San Francisco | EGINDO.co – Nvidia dan Hewlett Packard Enterprise mengatakan pada hari Selasa bahwa mereka bermitra dengan Leibniz Supercomputing Centre untuk membangun superkomputer baru menggunakan chip generasi berikutnya dari Nvidia.
Superkomputer Blue Lion, sebagaimana proyek tersebut disebut, akan tersedia bagi para ilmuwan pada awal tahun 2027, menggunakan chip “Vera Rubin” Nvidia.
Pengumuman tersebut, yang disampaikan pada sebuah konferensi superkomputer di Hamburg, Jerman, menyusul pengumuman Nvidia bahwa Lawrence Berkeley National Lab di Amerika Serikat juga berencana untuk membangun sistem menggunakan chip tersebut tahun depan.
Secara terpisah, Nvidia juga mengatakan bahwa Jupiter, superkomputer lain yang menggunakan chipnya di lembaga penelitian nasional Jerman Forschungszentrum Julich, telah resmi menjadi sistem tercepat di Eropa.

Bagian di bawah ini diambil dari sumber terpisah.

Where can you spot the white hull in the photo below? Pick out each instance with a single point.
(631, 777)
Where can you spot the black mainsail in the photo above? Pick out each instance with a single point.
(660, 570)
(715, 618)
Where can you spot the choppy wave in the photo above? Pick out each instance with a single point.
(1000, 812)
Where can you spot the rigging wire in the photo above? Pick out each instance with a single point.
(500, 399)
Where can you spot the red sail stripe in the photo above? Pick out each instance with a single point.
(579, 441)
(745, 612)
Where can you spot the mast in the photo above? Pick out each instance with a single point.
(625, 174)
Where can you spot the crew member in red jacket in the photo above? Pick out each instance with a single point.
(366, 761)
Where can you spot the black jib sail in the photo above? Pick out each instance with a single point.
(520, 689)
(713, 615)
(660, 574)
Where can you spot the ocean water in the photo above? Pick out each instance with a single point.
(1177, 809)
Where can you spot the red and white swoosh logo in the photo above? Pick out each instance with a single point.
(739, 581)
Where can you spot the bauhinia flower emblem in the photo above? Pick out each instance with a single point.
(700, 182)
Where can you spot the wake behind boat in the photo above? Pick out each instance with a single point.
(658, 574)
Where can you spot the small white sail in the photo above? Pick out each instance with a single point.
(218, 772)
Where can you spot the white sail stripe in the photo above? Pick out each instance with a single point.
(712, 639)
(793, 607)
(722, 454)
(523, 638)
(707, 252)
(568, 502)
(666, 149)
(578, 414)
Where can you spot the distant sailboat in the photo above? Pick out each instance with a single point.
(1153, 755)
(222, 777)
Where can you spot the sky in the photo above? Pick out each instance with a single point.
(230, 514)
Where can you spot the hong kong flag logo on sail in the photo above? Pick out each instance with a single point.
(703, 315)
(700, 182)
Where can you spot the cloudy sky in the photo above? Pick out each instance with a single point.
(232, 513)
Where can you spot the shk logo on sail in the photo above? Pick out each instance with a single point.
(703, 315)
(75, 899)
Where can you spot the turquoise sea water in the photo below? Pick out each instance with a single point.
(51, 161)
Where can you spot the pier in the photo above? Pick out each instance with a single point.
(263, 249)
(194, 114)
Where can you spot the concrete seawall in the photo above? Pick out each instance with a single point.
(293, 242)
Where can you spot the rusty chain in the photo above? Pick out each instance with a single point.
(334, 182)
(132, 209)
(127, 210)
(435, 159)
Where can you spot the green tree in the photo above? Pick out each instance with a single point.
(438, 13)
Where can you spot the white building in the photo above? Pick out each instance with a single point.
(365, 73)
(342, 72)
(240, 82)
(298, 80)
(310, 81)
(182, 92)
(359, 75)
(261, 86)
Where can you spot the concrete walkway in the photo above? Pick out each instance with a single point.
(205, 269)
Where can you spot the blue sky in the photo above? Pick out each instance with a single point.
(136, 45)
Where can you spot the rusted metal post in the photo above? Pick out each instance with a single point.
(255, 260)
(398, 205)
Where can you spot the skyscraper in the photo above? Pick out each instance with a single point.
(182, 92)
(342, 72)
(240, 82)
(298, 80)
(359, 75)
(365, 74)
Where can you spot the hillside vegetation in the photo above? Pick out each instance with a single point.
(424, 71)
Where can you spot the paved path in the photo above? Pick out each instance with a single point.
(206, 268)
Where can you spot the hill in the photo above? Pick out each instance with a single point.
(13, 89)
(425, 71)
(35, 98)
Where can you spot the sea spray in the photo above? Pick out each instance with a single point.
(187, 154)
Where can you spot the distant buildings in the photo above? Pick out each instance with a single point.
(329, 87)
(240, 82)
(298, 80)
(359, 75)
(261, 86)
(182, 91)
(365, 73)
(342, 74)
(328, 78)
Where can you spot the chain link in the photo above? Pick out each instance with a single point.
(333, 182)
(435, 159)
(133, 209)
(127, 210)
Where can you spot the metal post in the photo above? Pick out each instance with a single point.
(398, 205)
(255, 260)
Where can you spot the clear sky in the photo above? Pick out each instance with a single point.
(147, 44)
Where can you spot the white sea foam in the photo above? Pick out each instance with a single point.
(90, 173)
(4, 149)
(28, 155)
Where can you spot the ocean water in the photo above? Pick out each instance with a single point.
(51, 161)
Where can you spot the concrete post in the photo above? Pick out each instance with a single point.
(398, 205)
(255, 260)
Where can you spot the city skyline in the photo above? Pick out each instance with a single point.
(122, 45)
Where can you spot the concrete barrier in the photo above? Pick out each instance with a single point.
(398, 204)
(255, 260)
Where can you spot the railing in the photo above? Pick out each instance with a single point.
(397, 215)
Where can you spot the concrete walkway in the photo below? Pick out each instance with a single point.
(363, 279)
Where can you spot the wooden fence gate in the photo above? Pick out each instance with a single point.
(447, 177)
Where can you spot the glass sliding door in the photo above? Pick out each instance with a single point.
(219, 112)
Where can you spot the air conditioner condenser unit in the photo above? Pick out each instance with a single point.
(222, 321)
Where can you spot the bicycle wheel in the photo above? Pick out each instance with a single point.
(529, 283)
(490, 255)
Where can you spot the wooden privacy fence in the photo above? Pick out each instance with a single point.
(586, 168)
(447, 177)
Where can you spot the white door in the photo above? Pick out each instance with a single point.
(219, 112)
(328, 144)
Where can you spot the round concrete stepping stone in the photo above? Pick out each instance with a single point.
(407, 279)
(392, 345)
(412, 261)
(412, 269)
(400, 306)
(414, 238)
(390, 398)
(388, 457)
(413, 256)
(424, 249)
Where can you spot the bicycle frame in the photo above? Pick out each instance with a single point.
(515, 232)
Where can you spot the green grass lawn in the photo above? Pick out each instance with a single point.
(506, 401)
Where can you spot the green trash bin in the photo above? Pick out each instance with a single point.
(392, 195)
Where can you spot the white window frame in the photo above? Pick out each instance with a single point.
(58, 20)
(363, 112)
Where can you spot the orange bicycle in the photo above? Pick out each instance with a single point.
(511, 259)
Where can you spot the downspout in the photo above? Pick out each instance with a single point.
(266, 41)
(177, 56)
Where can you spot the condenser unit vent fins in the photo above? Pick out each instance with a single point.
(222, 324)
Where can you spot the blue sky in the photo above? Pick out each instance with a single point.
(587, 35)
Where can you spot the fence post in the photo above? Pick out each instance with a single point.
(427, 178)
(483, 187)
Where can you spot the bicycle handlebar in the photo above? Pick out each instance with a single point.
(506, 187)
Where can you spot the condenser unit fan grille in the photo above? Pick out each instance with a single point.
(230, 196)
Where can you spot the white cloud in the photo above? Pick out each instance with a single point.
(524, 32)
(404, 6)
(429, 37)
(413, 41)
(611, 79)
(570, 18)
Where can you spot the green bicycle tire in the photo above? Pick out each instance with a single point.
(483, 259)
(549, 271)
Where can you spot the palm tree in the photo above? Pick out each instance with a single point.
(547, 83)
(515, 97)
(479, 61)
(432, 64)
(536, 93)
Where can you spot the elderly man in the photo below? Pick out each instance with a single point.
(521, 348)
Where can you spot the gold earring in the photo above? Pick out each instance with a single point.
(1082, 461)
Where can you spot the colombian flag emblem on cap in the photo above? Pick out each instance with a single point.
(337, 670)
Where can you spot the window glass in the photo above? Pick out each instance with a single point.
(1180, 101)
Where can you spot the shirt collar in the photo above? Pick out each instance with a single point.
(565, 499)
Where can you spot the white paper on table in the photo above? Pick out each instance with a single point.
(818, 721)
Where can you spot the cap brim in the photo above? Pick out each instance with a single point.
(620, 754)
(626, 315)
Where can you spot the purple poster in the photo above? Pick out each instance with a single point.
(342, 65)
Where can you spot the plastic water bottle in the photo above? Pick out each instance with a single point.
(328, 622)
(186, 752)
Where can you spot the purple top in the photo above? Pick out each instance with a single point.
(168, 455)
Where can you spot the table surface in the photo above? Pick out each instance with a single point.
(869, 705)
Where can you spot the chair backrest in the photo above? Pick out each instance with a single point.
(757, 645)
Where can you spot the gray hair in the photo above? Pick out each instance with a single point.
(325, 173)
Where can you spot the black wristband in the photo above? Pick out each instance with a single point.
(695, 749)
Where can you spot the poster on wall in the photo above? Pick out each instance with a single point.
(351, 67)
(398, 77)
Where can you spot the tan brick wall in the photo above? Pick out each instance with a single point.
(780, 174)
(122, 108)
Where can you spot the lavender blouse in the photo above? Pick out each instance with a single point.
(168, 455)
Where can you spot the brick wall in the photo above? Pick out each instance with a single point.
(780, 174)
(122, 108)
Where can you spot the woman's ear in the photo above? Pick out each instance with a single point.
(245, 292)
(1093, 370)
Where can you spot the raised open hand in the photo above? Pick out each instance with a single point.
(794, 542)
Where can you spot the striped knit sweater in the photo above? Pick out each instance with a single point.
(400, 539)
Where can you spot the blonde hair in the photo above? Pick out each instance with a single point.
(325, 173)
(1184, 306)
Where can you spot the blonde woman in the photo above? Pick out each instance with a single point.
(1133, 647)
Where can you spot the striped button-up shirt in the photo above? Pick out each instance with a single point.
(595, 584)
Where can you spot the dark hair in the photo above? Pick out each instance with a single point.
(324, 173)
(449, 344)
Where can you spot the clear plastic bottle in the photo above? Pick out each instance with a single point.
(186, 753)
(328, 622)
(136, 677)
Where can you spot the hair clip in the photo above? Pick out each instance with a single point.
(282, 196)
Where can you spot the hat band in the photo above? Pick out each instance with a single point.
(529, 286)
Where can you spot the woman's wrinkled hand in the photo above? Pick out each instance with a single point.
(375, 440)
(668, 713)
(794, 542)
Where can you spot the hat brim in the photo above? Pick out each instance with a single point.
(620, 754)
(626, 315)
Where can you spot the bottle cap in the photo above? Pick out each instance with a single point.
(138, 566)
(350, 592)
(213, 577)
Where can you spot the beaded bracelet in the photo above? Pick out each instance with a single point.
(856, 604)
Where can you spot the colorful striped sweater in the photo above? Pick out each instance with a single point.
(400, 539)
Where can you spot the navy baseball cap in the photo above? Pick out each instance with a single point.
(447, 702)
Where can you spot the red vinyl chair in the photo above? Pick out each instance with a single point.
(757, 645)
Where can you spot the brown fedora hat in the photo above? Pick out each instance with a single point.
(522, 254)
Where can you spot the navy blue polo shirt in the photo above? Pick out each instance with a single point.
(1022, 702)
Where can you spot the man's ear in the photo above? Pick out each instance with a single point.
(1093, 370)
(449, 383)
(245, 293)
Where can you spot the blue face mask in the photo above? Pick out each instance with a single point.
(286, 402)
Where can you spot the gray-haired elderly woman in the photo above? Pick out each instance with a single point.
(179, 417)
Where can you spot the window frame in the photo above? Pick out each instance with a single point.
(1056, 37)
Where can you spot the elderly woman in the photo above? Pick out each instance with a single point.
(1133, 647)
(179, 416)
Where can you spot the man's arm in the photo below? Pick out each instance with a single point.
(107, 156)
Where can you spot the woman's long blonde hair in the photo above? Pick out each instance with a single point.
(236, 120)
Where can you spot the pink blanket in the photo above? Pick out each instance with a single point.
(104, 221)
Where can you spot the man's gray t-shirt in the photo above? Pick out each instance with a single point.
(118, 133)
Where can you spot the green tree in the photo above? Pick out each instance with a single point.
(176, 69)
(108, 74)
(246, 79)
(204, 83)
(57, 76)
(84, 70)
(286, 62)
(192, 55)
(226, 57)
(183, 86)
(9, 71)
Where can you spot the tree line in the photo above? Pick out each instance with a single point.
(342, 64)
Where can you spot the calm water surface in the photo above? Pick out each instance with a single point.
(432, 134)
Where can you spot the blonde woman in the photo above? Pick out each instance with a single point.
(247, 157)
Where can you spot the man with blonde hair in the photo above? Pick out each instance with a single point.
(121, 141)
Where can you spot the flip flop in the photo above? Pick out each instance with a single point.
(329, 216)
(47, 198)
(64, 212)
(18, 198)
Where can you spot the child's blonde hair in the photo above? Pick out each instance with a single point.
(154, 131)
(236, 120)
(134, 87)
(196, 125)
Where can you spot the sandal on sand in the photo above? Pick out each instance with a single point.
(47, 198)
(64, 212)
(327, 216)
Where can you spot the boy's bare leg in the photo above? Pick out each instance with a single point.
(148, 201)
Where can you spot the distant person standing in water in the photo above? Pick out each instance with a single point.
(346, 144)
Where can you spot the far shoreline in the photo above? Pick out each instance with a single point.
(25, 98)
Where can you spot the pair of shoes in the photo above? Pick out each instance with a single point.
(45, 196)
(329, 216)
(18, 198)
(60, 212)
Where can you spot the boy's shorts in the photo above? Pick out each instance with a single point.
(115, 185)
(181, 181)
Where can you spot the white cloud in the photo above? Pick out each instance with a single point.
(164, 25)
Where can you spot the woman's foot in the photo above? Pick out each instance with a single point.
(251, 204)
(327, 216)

Kesepakatan tersebut mewakili lembaga-lembaga Eropa yang bertujuan untuk tetap kompetitif melawan AS dalam superkomputer yang digunakan untuk bidang-bidang ilmiah mulai dari bioteknologi hingga penelitian iklim.
Jauh sebelum menjadi pusat kecerdasan buatan, Nvidia berupaya membujuk para ilmuwan untuk menggunakan chipnya guna mempercepat masalah komputer yang rumit, seperti pemodelan perubahan iklim. Masalah-masalah tersebut memerlukan banyak kalkulasi tepat yang dapat memakan waktu berbulan-bulan.
Nvidia kini berupaya membujuk para ilmuwan untuk menggunakan kecerdasan buatan. Sistem AI tersebut dapat mengambil hasil dari beberapa kalkulasi tepat dan menggunakannya untuk membuat prediksi yang, meskipun tidak seakurat hasil kalkulasi penuh, tetap dapat berguna dengan waktu yang jauh lebih singkat.
Nvidia pada hari Selasa meluncurkan apa yang disebutnya sebagai model AI “Iklim dalam Botol”. Dalam jumpa pers, Dion Harris, kepala pemasaran produk pusat data di Nvidia, mengatakan para ilmuwan akan dapat memasukkan beberapa kondisi awal seperti suhu permukaan laut dan menghasilkan prakiraan untuk 10 hingga 30 tahun ke depan serta melihat seperti apa cuaca di setiap kilometer permukaan bumi.
“Para peneliti akan menggunakan pendekatan gabungan fisika klasik dan AI untuk mengatasi aliran atmosfer yang bergejolak,” kata Harris. “Teknik ini akan memungkinkan mereka menganalisis ribuan skenario lebih detail daripada sebelumnya.”